TRIBUNE. Dans le débat sensible en cours sur la vaccination, nous avons récemment perçu dans certains médias, y compris dans les colonnes du Monde, une dérive inquiétante. Elle tend à donner la parole plus largement aux « lanceurs d’alertes », même fausses ou non confirmées, qu’aux experts académiques dont l’exigence de rigueur médico-scientifique est moins vendeuse.

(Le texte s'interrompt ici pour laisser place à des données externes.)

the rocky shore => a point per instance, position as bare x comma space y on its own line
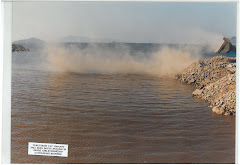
215, 80
18, 48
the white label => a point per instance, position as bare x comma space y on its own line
47, 149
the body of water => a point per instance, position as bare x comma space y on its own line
113, 118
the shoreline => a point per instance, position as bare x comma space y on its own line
215, 80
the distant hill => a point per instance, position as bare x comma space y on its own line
18, 48
75, 39
80, 39
31, 43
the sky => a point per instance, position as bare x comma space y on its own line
156, 22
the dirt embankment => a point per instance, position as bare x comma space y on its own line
215, 80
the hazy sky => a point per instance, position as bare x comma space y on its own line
124, 21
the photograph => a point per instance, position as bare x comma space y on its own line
123, 82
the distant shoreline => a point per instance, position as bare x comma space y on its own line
215, 80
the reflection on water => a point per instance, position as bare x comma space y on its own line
116, 119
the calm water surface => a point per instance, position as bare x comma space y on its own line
120, 118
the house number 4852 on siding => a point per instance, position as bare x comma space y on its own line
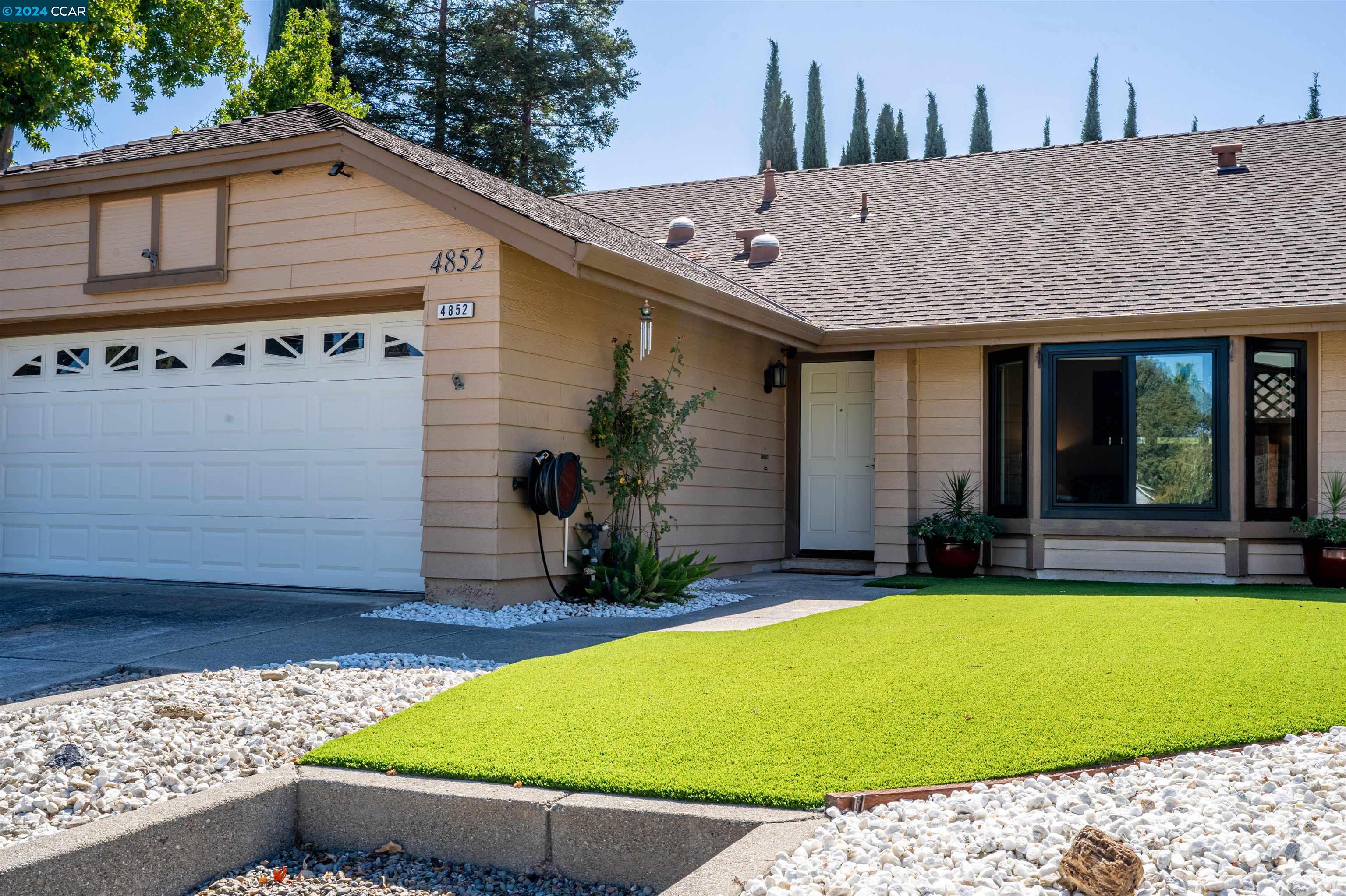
458, 260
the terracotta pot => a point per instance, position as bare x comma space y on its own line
952, 559
1325, 564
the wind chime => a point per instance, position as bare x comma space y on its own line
647, 330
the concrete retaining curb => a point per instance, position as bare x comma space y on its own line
72, 696
451, 820
167, 848
161, 850
745, 859
656, 843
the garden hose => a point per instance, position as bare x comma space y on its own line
555, 486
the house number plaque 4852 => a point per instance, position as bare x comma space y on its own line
458, 260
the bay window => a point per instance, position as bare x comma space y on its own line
1137, 430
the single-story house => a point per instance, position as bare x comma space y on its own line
298, 350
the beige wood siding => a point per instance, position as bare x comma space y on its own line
123, 236
1332, 420
293, 237
186, 229
1275, 559
1135, 556
531, 362
894, 459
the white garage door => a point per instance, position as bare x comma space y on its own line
284, 452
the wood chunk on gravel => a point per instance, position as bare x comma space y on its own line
315, 872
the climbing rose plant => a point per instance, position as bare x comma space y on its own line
641, 431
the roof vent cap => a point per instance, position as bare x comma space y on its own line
1228, 158
769, 187
764, 249
680, 230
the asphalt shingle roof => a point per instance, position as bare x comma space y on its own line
1105, 229
315, 117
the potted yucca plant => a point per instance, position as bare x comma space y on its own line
953, 535
1325, 536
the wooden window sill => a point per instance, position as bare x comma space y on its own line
155, 282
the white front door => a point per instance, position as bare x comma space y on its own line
836, 456
283, 452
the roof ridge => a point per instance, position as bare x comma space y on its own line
961, 155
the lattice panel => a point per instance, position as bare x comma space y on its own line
1274, 396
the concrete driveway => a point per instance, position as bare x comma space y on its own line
58, 630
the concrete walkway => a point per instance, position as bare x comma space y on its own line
58, 630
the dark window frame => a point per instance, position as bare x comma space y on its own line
1220, 434
1301, 428
994, 446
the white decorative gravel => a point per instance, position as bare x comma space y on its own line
1260, 821
706, 594
138, 757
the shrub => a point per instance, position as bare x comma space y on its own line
959, 519
1329, 528
632, 572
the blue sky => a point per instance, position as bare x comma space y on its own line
702, 67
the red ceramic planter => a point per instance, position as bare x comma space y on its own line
1325, 564
952, 559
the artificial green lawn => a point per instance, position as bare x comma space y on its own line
963, 680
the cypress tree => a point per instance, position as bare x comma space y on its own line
980, 139
902, 138
886, 136
1314, 109
815, 131
1094, 124
770, 106
935, 131
857, 151
783, 145
1128, 130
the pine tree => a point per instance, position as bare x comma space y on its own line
770, 107
935, 131
513, 88
783, 143
280, 8
301, 71
857, 151
1314, 109
886, 136
1094, 124
902, 138
980, 139
815, 130
1128, 130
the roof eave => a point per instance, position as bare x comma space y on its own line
1281, 319
642, 280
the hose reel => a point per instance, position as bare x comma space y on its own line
555, 486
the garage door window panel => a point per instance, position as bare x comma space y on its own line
169, 236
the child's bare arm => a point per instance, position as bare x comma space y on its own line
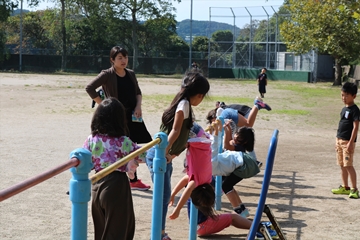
351, 144
180, 185
184, 197
228, 137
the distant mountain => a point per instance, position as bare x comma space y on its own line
202, 28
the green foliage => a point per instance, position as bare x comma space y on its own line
224, 40
154, 35
202, 28
200, 44
6, 6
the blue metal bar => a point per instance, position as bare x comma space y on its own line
193, 221
159, 168
218, 179
80, 193
265, 186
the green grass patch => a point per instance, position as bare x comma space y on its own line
309, 90
291, 112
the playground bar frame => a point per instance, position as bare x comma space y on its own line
22, 186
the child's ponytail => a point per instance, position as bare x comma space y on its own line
246, 138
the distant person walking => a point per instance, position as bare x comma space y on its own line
262, 82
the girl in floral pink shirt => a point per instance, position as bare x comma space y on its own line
112, 207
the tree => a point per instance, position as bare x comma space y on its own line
321, 25
6, 6
155, 35
146, 9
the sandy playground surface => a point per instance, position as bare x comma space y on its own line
44, 117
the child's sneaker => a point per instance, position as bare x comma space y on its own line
273, 234
258, 99
244, 213
165, 237
268, 225
341, 190
354, 193
139, 185
262, 105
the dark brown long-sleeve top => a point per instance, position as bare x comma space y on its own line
108, 81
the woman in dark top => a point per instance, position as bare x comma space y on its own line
121, 83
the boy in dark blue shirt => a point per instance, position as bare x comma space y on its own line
346, 140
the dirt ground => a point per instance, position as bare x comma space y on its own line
45, 117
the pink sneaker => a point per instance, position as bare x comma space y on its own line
165, 237
139, 185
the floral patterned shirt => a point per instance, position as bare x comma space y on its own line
106, 150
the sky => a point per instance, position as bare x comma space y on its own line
201, 9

On cherche de plus à disqualifier ces derniers en les accusant systématiquement de connivence avec l’industrie pharmaceutique selon une application bien sentie du principe de la théorie du complot.

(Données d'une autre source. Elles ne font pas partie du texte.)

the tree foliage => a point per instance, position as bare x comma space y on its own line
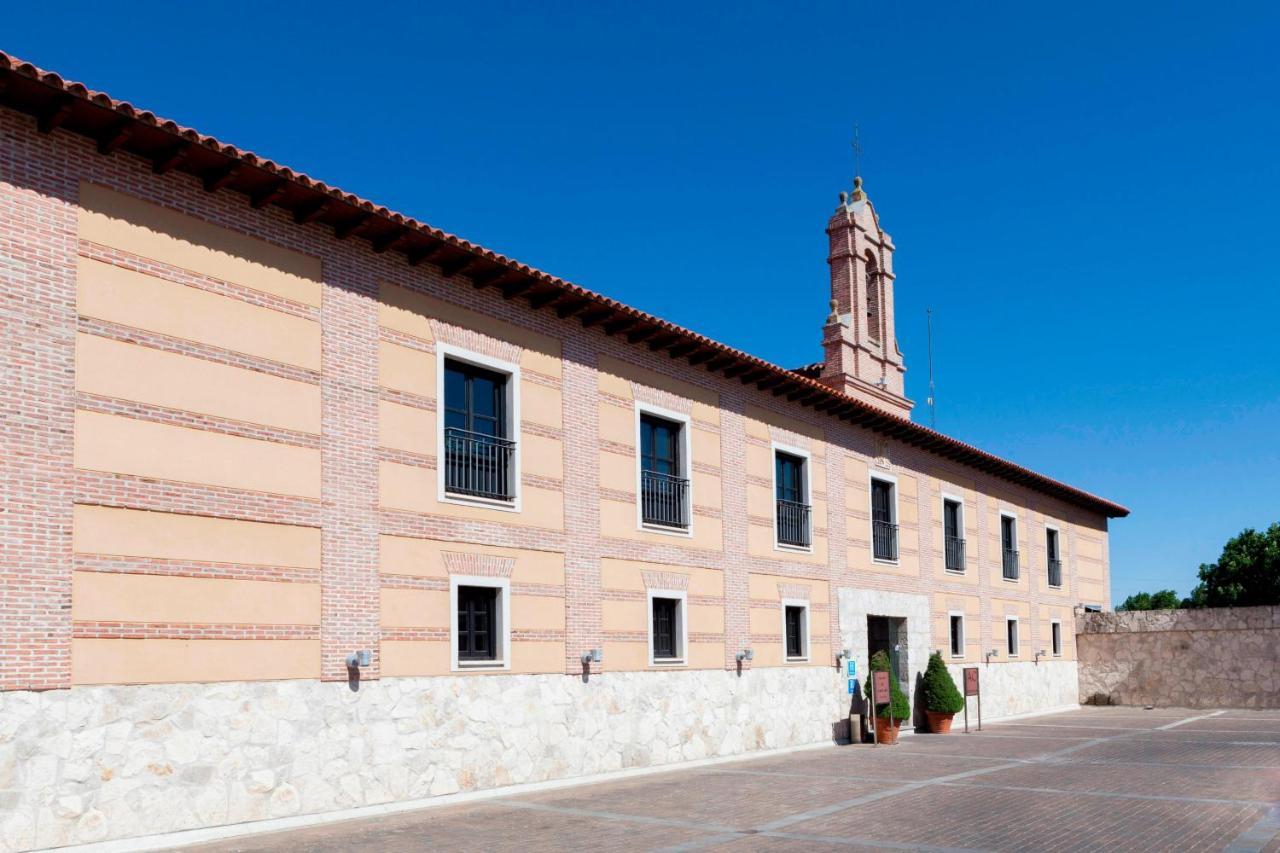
897, 706
940, 689
1246, 575
1159, 600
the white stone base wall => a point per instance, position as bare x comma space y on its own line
94, 763
1022, 687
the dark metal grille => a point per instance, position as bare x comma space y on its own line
1010, 564
885, 541
478, 617
663, 500
794, 524
478, 465
795, 632
664, 623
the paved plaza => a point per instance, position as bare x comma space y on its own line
1096, 779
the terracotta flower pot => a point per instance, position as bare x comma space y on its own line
886, 731
940, 723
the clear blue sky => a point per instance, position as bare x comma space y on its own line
1087, 196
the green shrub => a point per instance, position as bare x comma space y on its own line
897, 706
940, 689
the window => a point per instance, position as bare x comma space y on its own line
883, 520
1009, 546
663, 486
956, 635
952, 534
479, 621
795, 629
872, 299
1055, 561
478, 429
667, 626
790, 479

Nous pensons qu’un sujet aussi vital que la prévention vaccinale des maladies infectieuses justifie une présentation plus équilibrée et moins désinvolte.

De quoi s’agit-il ?

Ce que l’on nomme hésitation, voire défiance, envers la vaccination, est un sentiment compréhensible, particulièrement chez les jeunes parents au moment où leurs enfants vont être vaccinés. Le principe de vaccination universelle allait de soi lorsque des maladies infectieuses très fréquentes pesaient lourdement sur la société. Ce principe peut sembler aujourd’hui moins essentiel, voire optionnel, aux parents qui ne sont plus confrontés aux drames infectieux d’hier. Sortons pourtant de notre bulle, interrogeons les anciens, allons voir ce que sont les maladies infectieuses de l’enfance dans les pays défavorisés où les enfants sont encore très insuffisamment vaccinés, ou dans les pays en guerre comme la Syrie, où la protection vaccinale – parfois établie de longue date – a volé en éclats avec la désorganisation de la santé publique. Observons ce qu’il arrive dans nos propres pays lorsque le taux de couverture vaccinale diminue contre des maladies pourtant considérées comme ayant quasiment disparu.

Pourquoi demeure-t-il essentiel de vacciner nos enfants ?

Parce que si beaucoup de maladies ont été contrôlées, voire éliminées, grâce à la vaccination, les microbes responsables de ces infections continuent à exister, prêts à resurgir. Seul le virus de la variole a été éradiqué, ce qui a permis d’interrompre cette vaccination. Si l’on peut espérer un jour éradiquer d’autres maladies comme la rougeole ou la poliomyélite – nous n’y sommes pas encore – d’autres, comme le tétanos et la tuberculose, ne pourront sans doute jamais l’être complètement. Les microbes circulent, le plus souvent, de façon silencieuse.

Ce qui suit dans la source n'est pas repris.